Study to test whether airborne blood is best
A new study will investigate the effectiveness of giving helicopter air ambulance patients blood products immediately after a major injury.
A new study being carried out by the NIHR Surgical Reconstruction and Microbiology Research Centre in the UK will investigate the effectiveness of giving helicopter air ambulance patients blood products immediately after a major injury. Midlands Air Ambulance (MAA), one of the HEMS charities taking part, said it hopes the trial will determine the method’s effectiveness ‘one way or the other’. The project has been awarded £1.8 million funding from the NIHR, the research arm of the National Health Service (NHS).
The chief investigators are Gavin Perkins, professor of Critical Care Medicine at the University of Warwick and a consultant at Heart of England NHS Foundation Trust, and Dr Nicholas Crombie, consultant trauma anaesthetist at University Hospitals Birmingham NHS Foundation Trust and a doctor with the Midlands Air Ambulance Charity.

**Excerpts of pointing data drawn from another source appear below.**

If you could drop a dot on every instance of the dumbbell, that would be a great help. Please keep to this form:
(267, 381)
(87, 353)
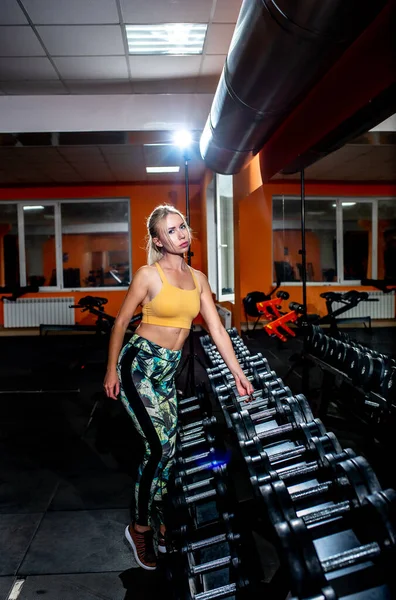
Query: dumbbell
(216, 488)
(275, 457)
(289, 432)
(223, 550)
(247, 430)
(232, 402)
(243, 362)
(207, 454)
(205, 438)
(196, 427)
(323, 468)
(359, 482)
(375, 543)
(194, 480)
(228, 590)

“Major trauma is a major cause of death in the UK. Treatment with blood and clotting factors can be lifesaving, but blood is a scarce resource and we currently don’t know when and where the best place to administer it is,” said Perkins. “The first trial of its kind, it will help shape the future treatments of people with major traumatic injuries treated by the NHS.”
Crombie explained how the trial will be conducted: “In the trial, air ambulances and [ground] ambulances will be randomly stocked with or without blood products. Therefore, for eligible patients, the receipt of blood products prior to hospital admission will be determined by what the ambulance that attends to them is carrying. The research team will then look at a number of outcomes, including mortality as well as physical and biochemical evidence of the effectiveness of resuscitation, in order to determine whether there are any differences between those who receive blood products and those who receive clear fluids. We will ensure that people who may not wish to receive blood products, such as Jehovah’s Witnesses, are identified and specifically excluded from the trial in accordance with their wishes.”
West Midlands Ambulance Service, East Anglia Air Ambulance, Essex and Herts Air Ambulance, MAGPAS Helimedix, The Air Ambulance Service and the NHS Blood and Transplant Service will all also take place in the trial, which will be managed by the University of Birmingham Clinical Trials Unit (BCTU).